St. Mark's Episcopal Church is a historic church in San Antonio, Texas, United States. It is an Episcopal church in the Diocese of West Texas.

==History==
St. Mark's was founded as a parish in 1858. A previous attempt at organizing an Episcopal presence in the area had left a partially-built church on the site, which was taken over by the new parish. Construction was started and stopped several times, due to financial troubles and the outbreak of the Civil War. By 1873, the congregation had successfully finished the building, earning some income by renting the lower portion of the facility out for school purposes. The congregation was outgrowing the building, so construction began again in July 1873, and re-opening services were held on Easter in 1875. Once the church was fully finished and its debt paid off, St. Mark's was consecrated on St. Mark's Day: April 25, 1881.

St. Mark's Church served briefly as a cathedral, designated for the specific assignment of incoming bishop Dr. Robert W.B. Elliott. A former Confederate soldier, Elliott was ordained in Georgia in 1868, and in 1874, was elected to serve as the first missionary bishop to the newly-formed diocese Missionary District of Western Texas. Elliott held the post of bishop until his death in 1887. Under his successor, James Steptoe Johnston, the Missionary District became the Diocese of West Texas, and St. Mark's reverted to its original status as a regular parish church.

The modern church is located at 315 East Pecan Street in Travis Park, in the heart of the River Walk District and is only four blocks from the Alamo. It was added to the National Register of Historic Places on February 12, 1998.

Lady Bird Johnson and Lyndon B. Johnson were married at St. Mark's by Rev. Arthur R. McKinstry on November 17, 1934.

The rector is the Reverend Beth Knowlton (called to be rector on May 20, 2014).

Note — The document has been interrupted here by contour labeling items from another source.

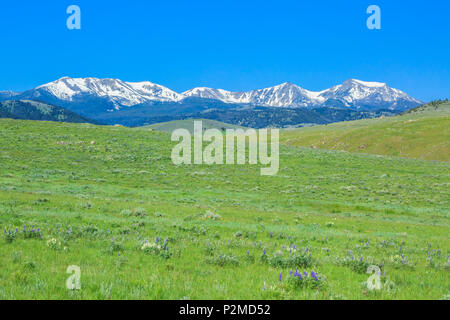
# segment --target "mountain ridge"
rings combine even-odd
[[[405,111],[422,102],[386,83],[349,79],[322,91],[310,91],[285,82],[273,87],[232,92],[224,89],[196,87],[177,93],[165,86],[149,82],[126,82],[113,78],[70,78],[40,85],[21,93],[0,92],[0,99],[41,100],[82,111],[80,104],[93,105],[94,112],[114,112],[140,105],[161,103],[183,104],[186,99],[217,100],[230,105],[277,108],[341,107],[351,109]]]

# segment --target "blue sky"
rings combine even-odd
[[[68,30],[69,5],[82,29]],[[382,29],[366,27],[369,5]],[[0,90],[71,77],[250,90],[349,78],[450,98],[450,1],[24,1],[0,4]]]

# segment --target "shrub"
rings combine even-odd
[[[281,274],[280,281],[282,281]],[[295,270],[295,272],[291,270],[287,278],[287,286],[292,288],[321,289],[326,286],[326,283],[327,279],[314,271],[299,273],[298,270]]]
[[[239,265],[239,259],[233,255],[228,256],[226,254],[221,254],[218,257],[215,258],[208,258],[206,259],[206,262],[209,264],[215,264],[220,267],[224,267],[226,265],[232,265],[232,266],[238,266]]]

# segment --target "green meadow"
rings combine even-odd
[[[450,103],[435,101],[403,115],[286,130],[283,143],[328,150],[450,161]]]
[[[175,166],[165,132],[0,120],[0,299],[448,299],[449,162],[309,144],[261,176]]]

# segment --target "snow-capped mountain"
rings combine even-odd
[[[407,109],[422,102],[386,83],[350,79],[320,94],[325,101],[339,101],[345,107]]]
[[[308,91],[286,82],[281,85],[249,92],[231,92],[222,89],[194,88],[184,96],[216,99],[225,103],[251,104],[268,107],[308,107],[324,101],[319,93]]]
[[[161,113],[165,107],[171,108],[172,112],[176,112],[177,108],[180,112],[181,110],[193,110],[191,108],[194,103],[192,98],[196,98],[194,109],[201,110],[214,107],[214,102],[211,100],[229,105],[230,108],[245,105],[403,111],[421,104],[417,99],[398,89],[391,88],[385,83],[364,82],[355,79],[347,80],[323,91],[309,91],[286,82],[274,87],[248,92],[201,87],[180,94],[152,82],[64,77],[20,94],[0,92],[0,100],[40,100],[91,117],[136,106],[152,107],[156,111],[159,111],[158,108],[160,108]]]
[[[179,101],[183,97],[152,82],[124,82],[118,79],[69,78],[64,77],[32,90],[30,94],[39,98],[51,95],[62,101],[74,102],[86,97],[109,100],[114,109],[135,106],[147,102]]]
[[[323,91],[309,91],[292,83],[249,92],[230,92],[221,89],[194,88],[184,96],[217,99],[226,103],[251,104],[267,107],[355,107],[355,108],[404,108],[421,102],[385,83],[365,82],[355,79],[345,81]]]

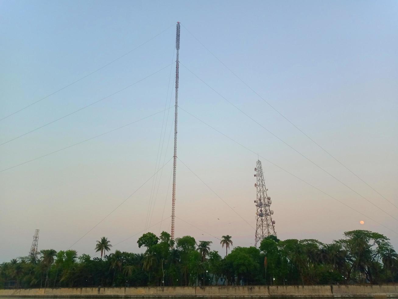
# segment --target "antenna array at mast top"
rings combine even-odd
[[[254,171],[256,172],[254,176],[257,179],[257,183],[254,184],[254,187],[257,189],[257,197],[254,201],[257,209],[256,213],[257,224],[256,227],[254,244],[255,246],[258,247],[264,238],[271,235],[276,236],[276,232],[275,220],[272,220],[273,211],[271,209],[272,201],[267,193],[268,189],[265,188],[263,167],[259,160],[257,161]]]
[[[36,257],[37,255],[37,245],[39,244],[39,230],[35,230],[35,234],[33,236],[33,242],[29,252],[29,256]]]

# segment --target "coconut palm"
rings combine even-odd
[[[109,256],[109,259],[111,260],[111,267],[109,269],[113,269],[113,278],[112,279],[112,284],[113,284],[113,281],[115,280],[115,275],[116,274],[116,271],[117,270],[121,271],[122,269],[122,253],[120,250],[116,250],[115,253],[111,254]]]
[[[135,267],[132,265],[125,266],[123,268],[123,273],[127,276],[130,276],[133,273],[133,271],[134,270]]]
[[[108,240],[108,238],[105,237],[102,237],[101,238],[101,241],[97,241],[97,244],[96,245],[96,252],[101,252],[101,259],[102,259],[102,255],[104,251],[109,251],[111,250],[111,247],[112,245],[110,244],[111,241]]]
[[[142,259],[142,269],[148,271],[149,275],[148,276],[148,283],[150,282],[151,270],[156,265],[158,260],[155,253],[149,249],[147,249],[144,254],[144,258]]]
[[[233,245],[232,240],[231,240],[232,237],[229,235],[227,235],[226,236],[223,236],[222,238],[222,239],[220,242],[220,244],[222,246],[222,248],[224,248],[224,246],[225,246],[225,256],[226,256],[228,254],[228,248],[229,248],[230,245]]]
[[[54,264],[54,258],[57,254],[57,252],[54,249],[43,249],[40,251],[40,253],[42,257],[41,264],[47,268],[46,282],[44,283],[44,287],[45,288],[49,279],[49,271]]]
[[[210,244],[212,243],[211,241],[199,241],[196,250],[199,252],[199,253],[202,256],[202,262],[205,262],[206,260],[206,257],[209,255],[209,252],[210,251]]]
[[[392,248],[388,248],[381,254],[381,260],[386,269],[390,269],[398,262],[398,254]]]

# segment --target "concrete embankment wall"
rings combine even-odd
[[[213,286],[0,289],[0,297],[9,297],[398,298],[398,285]]]

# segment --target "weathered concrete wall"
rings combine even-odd
[[[82,287],[0,289],[0,297],[398,298],[398,286],[289,285]]]

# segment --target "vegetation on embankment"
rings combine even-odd
[[[211,242],[187,236],[170,240],[148,232],[137,241],[145,253],[107,255],[103,237],[96,250],[103,258],[74,250],[42,250],[0,265],[0,287],[19,288],[209,285],[381,284],[398,281],[398,255],[385,236],[353,230],[332,244],[316,240],[264,239],[259,249],[235,247],[224,258]],[[221,244],[233,246],[229,236]]]

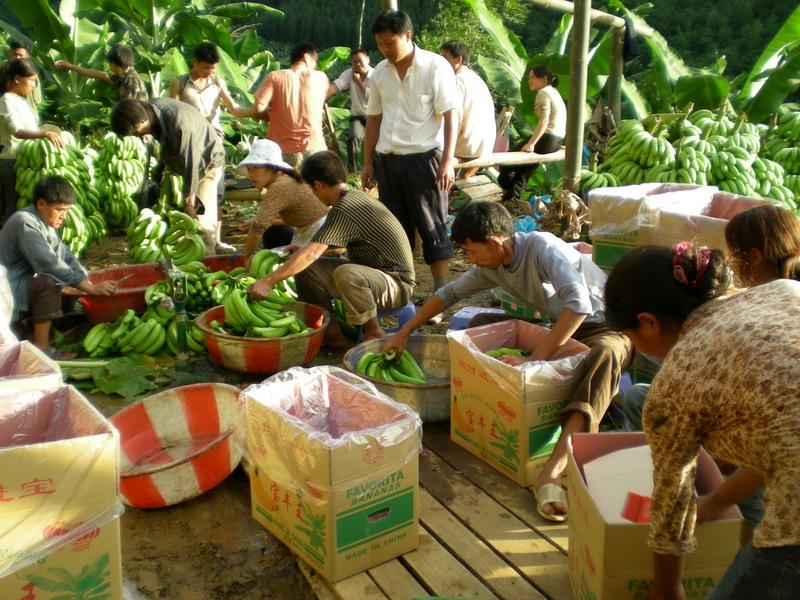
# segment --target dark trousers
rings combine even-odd
[[[375,157],[375,179],[381,202],[400,221],[412,250],[415,231],[419,232],[426,264],[453,256],[447,235],[448,197],[436,184],[440,158],[436,149]]]
[[[533,151],[536,154],[552,154],[557,152],[561,147],[561,142],[564,138],[553,135],[552,133],[545,133],[536,142]],[[526,144],[523,142],[514,146],[511,150],[519,152],[519,150]],[[500,175],[497,177],[498,185],[503,188],[503,199],[507,200],[513,198],[518,200],[525,190],[525,185],[528,183],[533,172],[539,165],[512,165],[507,167],[500,167]]]

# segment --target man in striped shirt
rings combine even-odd
[[[363,326],[364,339],[380,338],[384,332],[378,309],[404,306],[416,285],[408,237],[386,206],[348,188],[344,164],[333,152],[308,157],[302,176],[331,210],[311,242],[252,284],[250,293],[264,298],[273,285],[296,275],[301,299],[327,309],[333,298],[340,298],[347,322]],[[329,248],[347,249],[348,259],[323,256]],[[334,348],[348,345],[335,320],[328,325],[324,343]]]

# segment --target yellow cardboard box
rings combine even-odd
[[[30,342],[0,347],[0,390],[3,394],[60,387],[61,369]]]
[[[418,545],[421,421],[337,368],[243,392],[253,518],[329,581]]]
[[[448,332],[450,439],[520,485],[533,485],[561,434],[572,375],[588,348],[568,341],[553,360],[512,367],[484,354],[493,348],[533,350],[549,330],[503,321]]]
[[[0,577],[50,552],[54,528],[105,520],[118,490],[117,431],[74,387],[0,392]]]
[[[0,579],[4,600],[122,599],[119,517],[100,527],[54,525],[58,546],[33,564]]]
[[[567,466],[569,498],[569,575],[572,595],[593,600],[646,600],[653,579],[647,545],[649,523],[607,523],[583,477],[585,463],[615,450],[644,445],[643,433],[578,433],[571,437]],[[722,482],[714,461],[701,453],[697,491]],[[683,585],[689,598],[707,598],[739,549],[738,510],[697,526],[697,550],[686,555]]]

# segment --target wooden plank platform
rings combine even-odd
[[[427,424],[420,456],[419,548],[336,584],[302,561],[320,600],[449,596],[571,598],[567,525],[536,513],[531,492]]]
[[[534,152],[494,152],[480,158],[458,162],[456,169],[471,169],[473,167],[491,167],[493,165],[533,165],[564,160],[566,151],[562,148],[551,154],[535,154]]]

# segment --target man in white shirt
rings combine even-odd
[[[467,66],[469,46],[464,42],[449,41],[442,44],[439,52],[456,73],[456,85],[461,99],[456,156],[459,160],[469,160],[491,154],[497,137],[494,100],[483,79]],[[466,179],[477,170],[464,169],[459,177]]]
[[[412,249],[419,233],[435,291],[447,283],[453,255],[447,191],[458,126],[455,74],[444,58],[414,44],[411,19],[402,11],[378,15],[372,34],[386,60],[370,78],[361,182],[369,188],[377,180],[381,202],[403,225]]]
[[[352,68],[346,69],[328,86],[330,98],[334,94],[350,92],[350,129],[347,139],[347,166],[352,171],[358,170],[358,157],[364,145],[364,133],[367,127],[367,100],[369,99],[369,78],[372,67],[369,66],[369,54],[363,48],[356,48],[350,53]]]

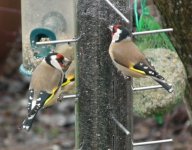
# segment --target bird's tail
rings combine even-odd
[[[29,131],[32,127],[33,121],[35,119],[36,115],[30,115],[28,116],[22,123],[21,129],[24,129],[26,131]]]
[[[165,79],[161,75],[157,75],[156,77],[151,76],[157,83],[159,83],[164,89],[166,89],[169,93],[173,92],[173,87],[171,84],[168,84]]]

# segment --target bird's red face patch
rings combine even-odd
[[[120,27],[121,27],[120,24],[114,25],[114,26],[113,26],[112,34],[116,33],[116,32],[117,32],[117,29],[119,29]]]
[[[63,67],[63,61],[64,61],[64,56],[62,54],[57,54],[57,61],[59,62],[60,66]]]

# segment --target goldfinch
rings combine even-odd
[[[109,29],[112,33],[109,55],[113,64],[124,76],[136,78],[150,76],[168,92],[173,92],[172,86],[165,81],[164,77],[155,70],[149,60],[139,51],[125,27],[112,25]]]
[[[68,60],[59,53],[50,53],[32,73],[28,94],[28,115],[22,123],[22,129],[29,131],[41,108],[57,102],[63,83],[62,68],[67,67]]]

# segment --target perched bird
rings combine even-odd
[[[155,70],[144,54],[139,51],[125,27],[112,25],[109,29],[112,33],[109,55],[114,65],[124,76],[136,78],[150,76],[168,92],[173,92],[172,86],[165,81],[164,77]]]
[[[50,53],[36,67],[29,86],[28,116],[22,123],[22,129],[29,131],[38,111],[57,102],[64,81],[62,68],[68,64],[63,55]]]

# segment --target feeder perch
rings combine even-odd
[[[67,40],[76,33],[76,3],[74,0],[22,0],[22,50],[25,74],[51,51],[63,45],[37,45],[36,42]]]

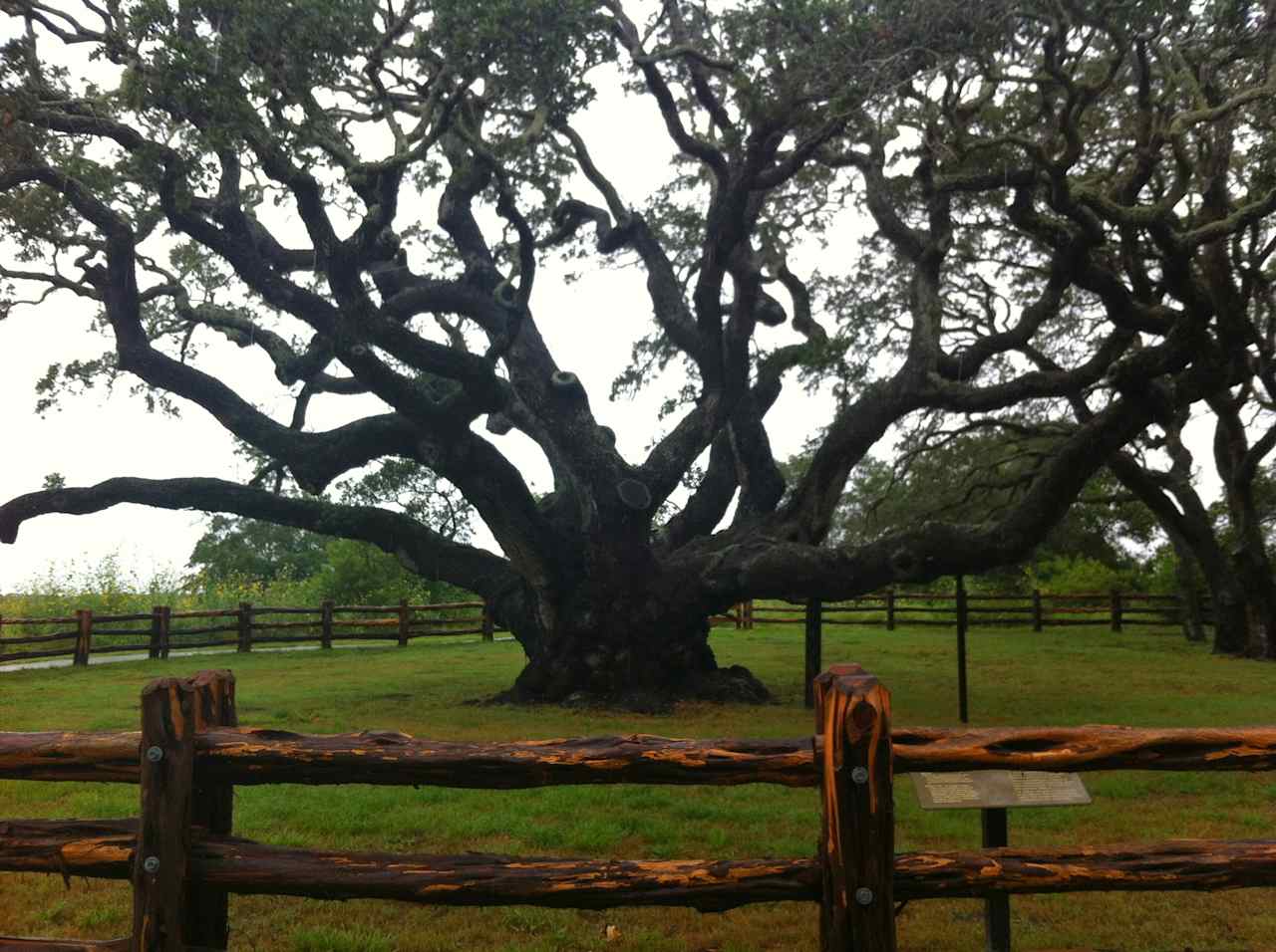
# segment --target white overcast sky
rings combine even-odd
[[[598,166],[618,182],[628,203],[641,205],[667,175],[669,139],[649,99],[604,99],[577,125]],[[575,194],[601,204],[588,185],[582,184]],[[413,215],[433,224],[434,205],[406,208],[398,224]],[[859,222],[849,222],[845,237],[859,227]],[[595,414],[616,431],[625,456],[638,461],[657,432],[657,407],[679,382],[674,379],[669,386],[648,390],[634,400],[612,403],[607,398],[611,381],[629,363],[633,342],[651,326],[643,274],[634,268],[604,270],[568,284],[555,277],[555,270],[560,269],[554,264],[542,266],[532,298],[541,333],[559,366],[582,379]],[[89,302],[59,293],[38,308],[18,308],[0,322],[0,500],[41,488],[50,473],[61,474],[68,486],[91,486],[116,475],[244,479],[246,468],[234,456],[230,435],[204,410],[184,404],[177,419],[148,414],[140,396],[129,394],[135,382],[131,377],[122,379],[114,394],[100,386],[64,398],[60,409],[43,418],[36,415],[34,384],[51,363],[91,359],[108,345],[89,330],[91,317]],[[762,333],[767,345],[799,339],[787,328]],[[274,381],[264,354],[255,348],[235,348],[207,329],[199,340],[207,347],[199,359],[203,370],[218,373],[276,418],[290,418],[292,403]],[[350,398],[320,398],[311,407],[310,422],[322,428],[383,410],[371,399],[351,409]],[[768,417],[777,456],[783,459],[800,450],[831,412],[829,398],[810,396],[791,382]],[[533,489],[551,488],[544,458],[530,441],[517,433],[495,441]],[[73,563],[84,567],[108,554],[116,554],[142,580],[157,570],[181,570],[204,525],[200,512],[142,506],[32,519],[22,526],[15,544],[0,545],[0,591],[19,589],[50,571],[65,576]],[[491,544],[485,531],[478,542]]]
[[[3,33],[13,22],[11,18],[0,19],[0,42],[8,38]],[[102,66],[82,62],[82,69],[96,73]],[[103,76],[97,79],[103,84],[110,82]],[[614,84],[609,87],[615,88]],[[666,177],[671,155],[652,102],[646,97],[621,98],[606,93],[577,126],[600,168],[620,187],[623,200],[641,208],[651,190]],[[583,182],[574,194],[601,204]],[[433,203],[404,208],[398,224],[407,224],[413,215],[433,226]],[[842,228],[828,236],[828,251],[813,255],[808,250],[803,255],[799,250],[791,264],[799,273],[809,273],[817,260],[826,269],[849,268],[852,263],[840,260],[840,249],[854,249],[855,233],[866,227],[866,222],[847,213]],[[299,238],[297,243],[302,241]],[[672,379],[666,381],[667,386],[648,390],[635,400],[612,403],[607,399],[611,381],[629,363],[633,342],[651,326],[643,275],[634,268],[602,270],[568,284],[555,275],[555,270],[559,269],[554,264],[542,266],[532,298],[541,333],[559,366],[579,375],[595,414],[616,431],[625,456],[641,460],[657,432],[657,407],[680,382]],[[38,489],[50,473],[60,473],[68,486],[89,486],[116,475],[244,479],[246,469],[232,454],[230,435],[207,413],[186,404],[179,419],[148,414],[142,399],[128,393],[133,379],[122,380],[115,394],[96,389],[65,398],[60,409],[45,418],[34,414],[33,387],[48,364],[89,359],[108,345],[105,338],[89,330],[91,316],[85,302],[56,294],[38,308],[17,310],[0,322],[4,433],[0,500]],[[200,331],[199,339],[207,347],[199,361],[202,368],[222,376],[277,419],[291,417],[292,403],[274,381],[264,354],[255,348],[237,349],[207,329]],[[759,329],[759,340],[766,347],[796,339],[787,326]],[[350,398],[318,399],[311,408],[311,424],[323,428],[384,409],[370,398],[353,408],[351,403]],[[767,418],[776,456],[783,459],[800,450],[828,422],[831,413],[832,400],[827,395],[809,395],[796,381],[790,381]],[[547,466],[530,441],[512,433],[496,442],[523,470],[535,491],[551,488]],[[1192,444],[1198,461],[1206,463],[1208,435],[1203,427],[1197,429]],[[1215,480],[1210,466],[1205,469],[1203,478],[1210,486]],[[73,563],[83,567],[108,554],[116,554],[120,565],[140,580],[157,570],[180,571],[204,525],[205,516],[199,512],[140,506],[117,506],[87,516],[41,516],[22,526],[17,544],[0,544],[0,591],[15,590],[50,571],[65,576]],[[491,545],[490,535],[481,533],[478,543]]]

St. Mark's belfry houses a bell that was cast in New York in 1874 from the remains of the "Come and Take It" cannon that ignited the Texas Revolution in 1835 at Gonzales, TX. The cannon; a six-pound, Spanish made, bronze, artillery piece was unearthed in 1852, inside the Alamo, after being spiked and buried by Mexican troops after the defeat of the Alamo by General Santa Anna and the Mexican army.

On September 19, 2019, about 1 million pounds of scaffolding originally attached to the nearby AT&T building (which was undergoing renovations) collapsed onto the parish house of St. Mark's, causing significant roof and water damage and resulting in intensive renovation of the parish house.